Today Wednesday marks the end of the 2022 Atlantic Hurricane Season which ends for June 01 to November 30th.
14 named storms, eight of which became hurricanes developed while there were major hurricanes Fiona and Ian. Fiona was the strongest storm this year.
The forecast from numerous weather services was for an above-average season. Colorado State University originally forecast 19 named storms, nine hurricanes, and four major hurricanes.
The US National Oceanic and Atmospheric Administration (NOAA) in its June forecast for example said there was a 65 per cent chance of an above-normal season, a 25 per cent chance of a near-normal season and a 10 per cent chance of a below-normal season.
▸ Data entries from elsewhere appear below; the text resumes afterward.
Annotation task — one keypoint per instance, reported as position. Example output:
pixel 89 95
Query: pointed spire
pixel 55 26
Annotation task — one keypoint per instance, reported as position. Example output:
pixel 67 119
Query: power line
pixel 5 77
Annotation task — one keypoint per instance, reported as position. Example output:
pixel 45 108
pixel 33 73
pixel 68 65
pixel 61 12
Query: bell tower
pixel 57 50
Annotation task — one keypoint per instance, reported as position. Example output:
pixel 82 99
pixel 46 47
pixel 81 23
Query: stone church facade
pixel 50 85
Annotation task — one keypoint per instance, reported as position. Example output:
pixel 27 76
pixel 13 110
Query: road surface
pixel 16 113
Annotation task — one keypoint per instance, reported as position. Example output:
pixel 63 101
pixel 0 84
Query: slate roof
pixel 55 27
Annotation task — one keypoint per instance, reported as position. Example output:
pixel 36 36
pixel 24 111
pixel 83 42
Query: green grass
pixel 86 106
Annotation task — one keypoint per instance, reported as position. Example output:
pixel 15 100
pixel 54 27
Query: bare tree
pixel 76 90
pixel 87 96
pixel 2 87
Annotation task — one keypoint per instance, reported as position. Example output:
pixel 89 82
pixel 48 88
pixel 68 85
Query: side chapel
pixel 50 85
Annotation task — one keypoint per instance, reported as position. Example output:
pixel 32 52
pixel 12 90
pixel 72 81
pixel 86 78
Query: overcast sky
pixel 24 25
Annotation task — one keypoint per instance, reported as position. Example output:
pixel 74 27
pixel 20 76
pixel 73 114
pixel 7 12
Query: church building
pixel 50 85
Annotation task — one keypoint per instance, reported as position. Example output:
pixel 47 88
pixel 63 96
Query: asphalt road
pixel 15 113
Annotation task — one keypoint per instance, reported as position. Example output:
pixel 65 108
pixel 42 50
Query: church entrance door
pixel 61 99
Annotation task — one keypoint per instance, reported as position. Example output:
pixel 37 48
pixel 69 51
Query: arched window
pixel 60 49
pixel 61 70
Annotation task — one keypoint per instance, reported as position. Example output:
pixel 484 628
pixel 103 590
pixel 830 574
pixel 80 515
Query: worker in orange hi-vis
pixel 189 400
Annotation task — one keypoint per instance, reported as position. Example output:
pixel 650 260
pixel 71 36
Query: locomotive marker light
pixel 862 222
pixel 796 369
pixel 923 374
Climatologist Fort Myers Beaman said. “While we were fortunate to not be locally impacted this season, a portion of the Gulf Coast suffered a catastrophic hit when Hurricane Ian made landfall near. Ian’s major storm surge and flooding rains resulted in over 100 fatalities. That is a staggering number, and our hearts are with everybody that has been impacted. It is yet another stark and sober reminder of the power and danger of water. It serves as another call to all of us to do all we can to become more resilient and better prepared to face all of the distinct threats a hurricane brings,” he said.
Meanwhile, NOAA described the hurricane season as “unique” due to the rare mid-season pause in storms that scientists preliminarily believe was caused by increased wind shear and suppressed atmospheric moisture high over the Atlantic Ocean.
With all eyes now on the 2023 Atlantic Hurricane Season, which begins on June 1st, the NOAA is urging persons to ensure their families are prepared.
The end of the season has been quiet, with the last named storm, Nicole, becoming a post-tropical storm on Nov. 11.